The goal of this massive project was to find out if you could construct reliable consensus trees of prokaryotes and eukaryotes given that lateral gene transfer (LGT)1 is so common.
The results show that LGT is very common in prokaryotes making it quite difficult to identify the evolutionary history of prokaryotic groups based on just a small number of gene trees.
In contrast, eukaryotes appear to be a monophyletic group where all living eukaryotes are descendants of a single ancestral species. There's very little LGT in eukaryotic lineages apart from one major event in algae and plants (see below).

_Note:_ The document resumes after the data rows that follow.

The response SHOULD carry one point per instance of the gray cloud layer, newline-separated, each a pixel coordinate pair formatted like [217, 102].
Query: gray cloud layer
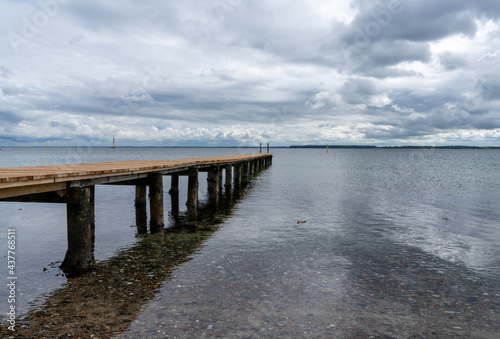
[248, 71]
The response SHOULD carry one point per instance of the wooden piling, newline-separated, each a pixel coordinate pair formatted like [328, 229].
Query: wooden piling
[174, 184]
[141, 216]
[79, 254]
[237, 176]
[157, 221]
[245, 167]
[229, 177]
[213, 184]
[192, 198]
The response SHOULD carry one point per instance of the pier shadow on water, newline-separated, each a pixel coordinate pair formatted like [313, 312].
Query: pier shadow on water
[103, 302]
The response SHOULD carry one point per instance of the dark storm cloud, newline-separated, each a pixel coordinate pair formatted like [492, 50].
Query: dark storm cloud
[238, 70]
[452, 61]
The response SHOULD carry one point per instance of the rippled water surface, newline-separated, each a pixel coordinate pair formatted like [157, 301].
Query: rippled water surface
[353, 243]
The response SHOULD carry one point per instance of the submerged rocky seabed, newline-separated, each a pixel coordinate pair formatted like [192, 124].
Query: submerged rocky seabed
[352, 290]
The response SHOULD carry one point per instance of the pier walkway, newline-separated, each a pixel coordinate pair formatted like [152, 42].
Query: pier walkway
[74, 185]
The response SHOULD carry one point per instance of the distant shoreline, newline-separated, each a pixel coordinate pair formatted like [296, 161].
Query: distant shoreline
[291, 146]
[394, 147]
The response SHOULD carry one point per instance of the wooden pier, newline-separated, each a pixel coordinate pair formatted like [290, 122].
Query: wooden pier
[74, 185]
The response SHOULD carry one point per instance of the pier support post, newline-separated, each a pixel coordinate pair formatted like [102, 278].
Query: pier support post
[245, 166]
[237, 176]
[174, 195]
[192, 199]
[92, 220]
[141, 216]
[174, 184]
[157, 221]
[79, 255]
[229, 177]
[213, 184]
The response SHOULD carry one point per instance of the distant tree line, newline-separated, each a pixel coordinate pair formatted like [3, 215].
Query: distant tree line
[397, 147]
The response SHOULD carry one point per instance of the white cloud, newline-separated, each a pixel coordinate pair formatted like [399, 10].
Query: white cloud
[223, 72]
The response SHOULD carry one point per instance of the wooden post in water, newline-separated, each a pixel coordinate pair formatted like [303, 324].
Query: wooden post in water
[213, 184]
[141, 216]
[79, 255]
[174, 184]
[157, 221]
[174, 195]
[229, 178]
[245, 166]
[220, 179]
[92, 219]
[192, 199]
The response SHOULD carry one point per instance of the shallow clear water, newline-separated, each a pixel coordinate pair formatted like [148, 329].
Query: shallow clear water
[319, 245]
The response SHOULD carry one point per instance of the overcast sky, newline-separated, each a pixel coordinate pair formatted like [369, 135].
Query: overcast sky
[240, 72]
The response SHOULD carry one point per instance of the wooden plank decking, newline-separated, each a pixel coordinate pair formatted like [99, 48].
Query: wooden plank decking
[17, 181]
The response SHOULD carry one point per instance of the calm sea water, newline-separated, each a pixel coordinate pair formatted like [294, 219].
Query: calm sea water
[342, 233]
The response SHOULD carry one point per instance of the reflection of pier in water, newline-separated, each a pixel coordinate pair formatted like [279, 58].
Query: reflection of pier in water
[105, 300]
[74, 185]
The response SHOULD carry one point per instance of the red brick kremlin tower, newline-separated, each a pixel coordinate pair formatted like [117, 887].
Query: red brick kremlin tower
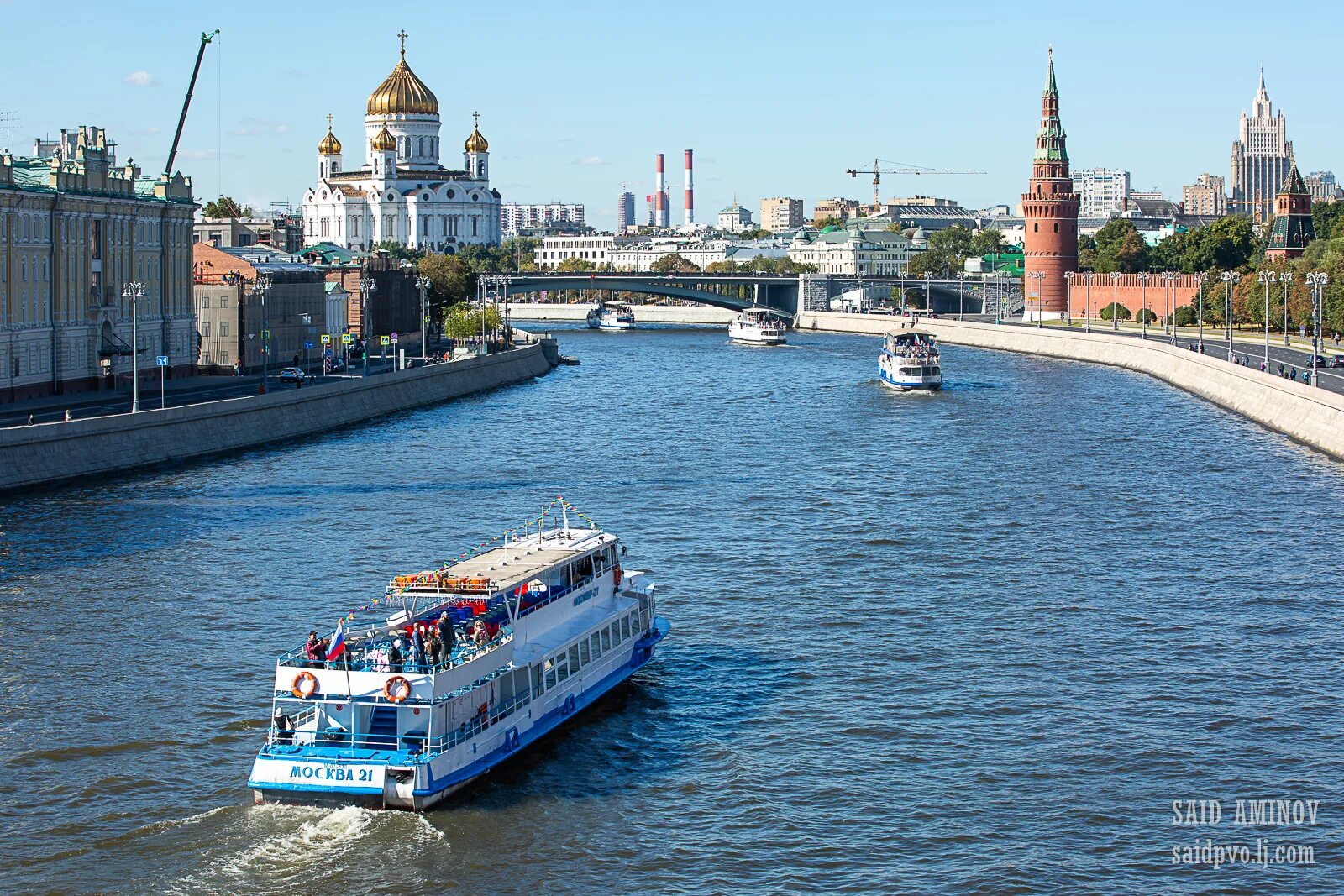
[1050, 207]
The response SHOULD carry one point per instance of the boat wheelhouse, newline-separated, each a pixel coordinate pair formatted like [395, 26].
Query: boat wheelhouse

The genes currently found in eukaryotic genomes show that eukaryotes arose from an endosymbiotic event where a primitive alphabacterium fused with a primitive archaebacterium. The remnant of the alphaproteobacterium genome are still present in mitochondria but the majority of the bacterial genes have merged with archaebacterial genes in the nuclear chromosomes. Thus, eukaryotes are hybrids formed from two distantly related prokaryotic species.
A second round of new genes was acquired in eukaryotes when a primitve single-cell species merged with a species of cyanobacterium. The remnant of the cyanobactrial genome is found in chloroplasts but, like the case with alphaproteobacteria, the majority of the cyanobacterial genes merged with other genes in the nuclear genome.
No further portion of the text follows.